The good news: her spinal cord ends where it should. It’s not tethered. It’s free to hang loose. Apparently that’s what our spinal cords do: hang loose. I think of the slang of the phrase. My daughter’s spinal cord is relaxed, chill. No surgeon will need to go in and snip it.
And more good news: her scoliosis is not caused by any barred vertebrae, which would mean the vertebrae are linked together on one side, which would mean the vertebrae would continue to grow on the un-barred side and stay locked on the other. This would mean an ever-worsening scoliosis, and most definitely surgery.

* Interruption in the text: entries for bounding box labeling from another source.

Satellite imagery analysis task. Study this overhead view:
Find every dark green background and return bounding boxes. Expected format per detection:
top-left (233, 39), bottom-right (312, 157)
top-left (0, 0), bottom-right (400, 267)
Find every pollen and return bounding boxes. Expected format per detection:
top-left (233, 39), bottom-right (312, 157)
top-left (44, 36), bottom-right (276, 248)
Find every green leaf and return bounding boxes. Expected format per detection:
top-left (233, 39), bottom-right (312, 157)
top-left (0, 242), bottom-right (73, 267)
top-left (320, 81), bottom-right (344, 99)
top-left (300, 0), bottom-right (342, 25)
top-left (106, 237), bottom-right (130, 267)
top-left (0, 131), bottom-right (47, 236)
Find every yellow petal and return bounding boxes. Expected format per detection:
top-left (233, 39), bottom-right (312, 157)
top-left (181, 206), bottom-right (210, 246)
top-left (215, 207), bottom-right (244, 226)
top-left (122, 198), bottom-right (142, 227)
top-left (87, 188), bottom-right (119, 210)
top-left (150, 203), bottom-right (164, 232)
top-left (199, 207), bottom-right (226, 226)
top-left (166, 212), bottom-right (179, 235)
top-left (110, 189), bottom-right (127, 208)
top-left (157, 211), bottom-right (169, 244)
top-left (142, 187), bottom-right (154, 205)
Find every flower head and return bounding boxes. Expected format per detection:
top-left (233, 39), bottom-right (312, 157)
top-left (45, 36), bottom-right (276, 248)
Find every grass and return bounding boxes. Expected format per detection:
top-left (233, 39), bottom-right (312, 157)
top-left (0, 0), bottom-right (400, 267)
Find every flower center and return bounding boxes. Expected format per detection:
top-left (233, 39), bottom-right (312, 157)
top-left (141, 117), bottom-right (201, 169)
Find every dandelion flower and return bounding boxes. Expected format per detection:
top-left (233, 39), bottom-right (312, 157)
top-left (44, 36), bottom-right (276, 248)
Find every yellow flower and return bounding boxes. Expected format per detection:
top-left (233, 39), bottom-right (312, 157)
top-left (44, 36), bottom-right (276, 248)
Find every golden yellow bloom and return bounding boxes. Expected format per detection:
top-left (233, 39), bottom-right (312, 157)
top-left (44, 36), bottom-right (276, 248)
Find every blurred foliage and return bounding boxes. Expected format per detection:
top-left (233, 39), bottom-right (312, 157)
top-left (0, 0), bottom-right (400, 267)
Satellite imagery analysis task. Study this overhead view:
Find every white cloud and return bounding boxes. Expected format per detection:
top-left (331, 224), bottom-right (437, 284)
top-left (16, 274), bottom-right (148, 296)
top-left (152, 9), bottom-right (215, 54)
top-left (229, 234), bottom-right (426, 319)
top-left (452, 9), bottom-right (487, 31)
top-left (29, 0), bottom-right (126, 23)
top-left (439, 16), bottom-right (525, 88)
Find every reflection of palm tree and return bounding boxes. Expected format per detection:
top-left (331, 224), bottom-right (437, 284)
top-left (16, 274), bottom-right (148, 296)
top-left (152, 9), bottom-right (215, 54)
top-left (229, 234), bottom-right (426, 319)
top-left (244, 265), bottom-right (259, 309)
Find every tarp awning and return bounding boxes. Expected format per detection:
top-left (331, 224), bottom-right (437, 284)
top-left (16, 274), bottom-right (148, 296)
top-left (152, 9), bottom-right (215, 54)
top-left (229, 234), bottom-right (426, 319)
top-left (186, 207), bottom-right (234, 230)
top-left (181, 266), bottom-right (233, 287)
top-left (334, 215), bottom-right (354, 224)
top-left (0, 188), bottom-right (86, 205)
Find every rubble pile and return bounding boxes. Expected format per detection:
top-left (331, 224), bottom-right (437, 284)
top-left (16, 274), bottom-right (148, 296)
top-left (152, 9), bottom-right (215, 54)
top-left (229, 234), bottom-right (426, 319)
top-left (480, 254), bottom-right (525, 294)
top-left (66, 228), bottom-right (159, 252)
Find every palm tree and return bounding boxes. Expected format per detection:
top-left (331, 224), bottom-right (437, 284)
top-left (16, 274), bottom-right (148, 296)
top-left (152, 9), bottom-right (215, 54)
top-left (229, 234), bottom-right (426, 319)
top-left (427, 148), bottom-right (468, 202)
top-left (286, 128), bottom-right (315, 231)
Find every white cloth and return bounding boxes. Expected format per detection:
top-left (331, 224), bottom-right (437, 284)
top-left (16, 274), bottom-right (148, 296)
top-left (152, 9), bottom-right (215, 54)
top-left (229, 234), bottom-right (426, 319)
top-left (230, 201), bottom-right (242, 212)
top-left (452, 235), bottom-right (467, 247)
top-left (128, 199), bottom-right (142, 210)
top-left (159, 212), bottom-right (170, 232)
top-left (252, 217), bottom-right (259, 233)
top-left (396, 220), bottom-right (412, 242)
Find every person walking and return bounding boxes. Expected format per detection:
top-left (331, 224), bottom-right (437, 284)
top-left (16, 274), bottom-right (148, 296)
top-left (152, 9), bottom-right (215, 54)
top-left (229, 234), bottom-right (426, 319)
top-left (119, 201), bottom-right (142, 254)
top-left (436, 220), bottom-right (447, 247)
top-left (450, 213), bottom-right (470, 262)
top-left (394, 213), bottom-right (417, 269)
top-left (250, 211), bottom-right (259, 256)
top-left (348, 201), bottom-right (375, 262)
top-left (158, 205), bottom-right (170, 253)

There’s growth potential on all sides, the spine doctor said. He explained that we weren’t out of the woods just yet. Because the problem spans across four vertebrae, and because Fiona is incredibly small, and because operating on any vertebrae will essentially stunt her growth in that area forever, there’s no good reason to operate at this time. And because there’s growth potential on all sides, the curve just might improve. So for now, we wait and see.
He stares some more at the screen. Though it’s obvious why her spine curves in one direction—one vertebrae is clearly only half-formed, a funky, white pebble mucking up the otherwise symmetrical alignment—he can’t quite determine why the two lower, chunky vertebrae are causing the curve in the opposite direction. Extra bone? he muses. He suspects extra bone. So we have one vertebra with not enough bone, and two other vertebrae with too much—just another wacky result of those 120 missing genes.
But here’s the wild thing, at least to me: Because her curve is 34 degrees in one direction and 37 degrees in the opposite direction, the abnormalities have the strange effect of giving her a near-zero degree curve. For now, they cancel each other out. This means that, currently, there’s no compensatory curve in the higher or lower parts of her spine. It’s like those unaffected vertebrae have no idea of the serpentine nature of her middle spine. They’re just plugging away with their beautiful, straight growth.
In other words, my daughter’s imperfections are perfectly imperfect. It’s hard not to hear the metaphor there.